Multi-agent AI system for clinic operations over a FHIR R4 database, with first-class observability and a deployable CLI.
ClinicOps Copilot is a working multi-agent system for clinic operations. It operates over a synthetic FHIR R4 patient database and handles real edge cases — new-patient intake, booking conflicts, expired coverage, code-switched Spanish intents. Every tool call is traced to a Streamlit observability dashboard.
The patient always talks to a single ClinicOps Assistant. Behind the scenes, the assistant delegates specialized work to sub-agents (Onboarding, Scheduler, Eligibility) via delegate_to_<name> tool calls — an agents-as-tools architecture where sub-agents are invoked as stateless subroutines and the handoff is invisible to the user.
Sub-agents live in an agent registry. Built-ins register at startup, and new workflows are added by dropping a single .py file into plugins/ — the assistant automatically picks it up as another delegate tool.
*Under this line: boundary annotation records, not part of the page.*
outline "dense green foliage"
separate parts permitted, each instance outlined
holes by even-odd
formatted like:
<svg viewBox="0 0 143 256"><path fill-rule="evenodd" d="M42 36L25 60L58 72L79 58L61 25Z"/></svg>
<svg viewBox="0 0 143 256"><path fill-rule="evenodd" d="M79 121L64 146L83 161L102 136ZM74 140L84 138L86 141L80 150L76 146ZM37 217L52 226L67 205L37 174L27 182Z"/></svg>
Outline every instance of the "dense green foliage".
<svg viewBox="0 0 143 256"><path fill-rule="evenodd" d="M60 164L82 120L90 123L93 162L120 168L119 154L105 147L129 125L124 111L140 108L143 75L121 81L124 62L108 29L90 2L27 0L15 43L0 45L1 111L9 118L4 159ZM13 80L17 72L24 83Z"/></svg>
A single CLI (clinicops) handles seeding, interactive chat, dashboard, and evals.
# Clone
git clone https://github.com/deepmind11/clinic-ops-copilot.git
cd clinic-ops-copilot
# Install
uv sync --all-extras
# Configure — copy the example and fill in your API key
cp .env.example .env
# Edit .env and set LLM_API_KEY (see .env.example for provider options)
# Start Postgres + load synthetic data
docker compose up -d
uv run clinicops seed --patients 1000
# Start an interactive session
uv run clinicops
# Open the observability dashboard
uv run clinicops dashboard
# Run the eval harness
uv run clinicops evalSee docs/QUICKSTART.md for the full walkthrough.
+-------------------------------------+
| CLI (clinicops) | REPL, seed, eval, dashboard, logs
| streaming output · prompt history |
+------------------+------------------+
|
v
+-------------------------------------+
| ClinicOps Assistant | single user-facing agent
| (master / triage) | owns conversation state
+------------------+------------------+
| delegate_to_<name>(request) (internal tool calls)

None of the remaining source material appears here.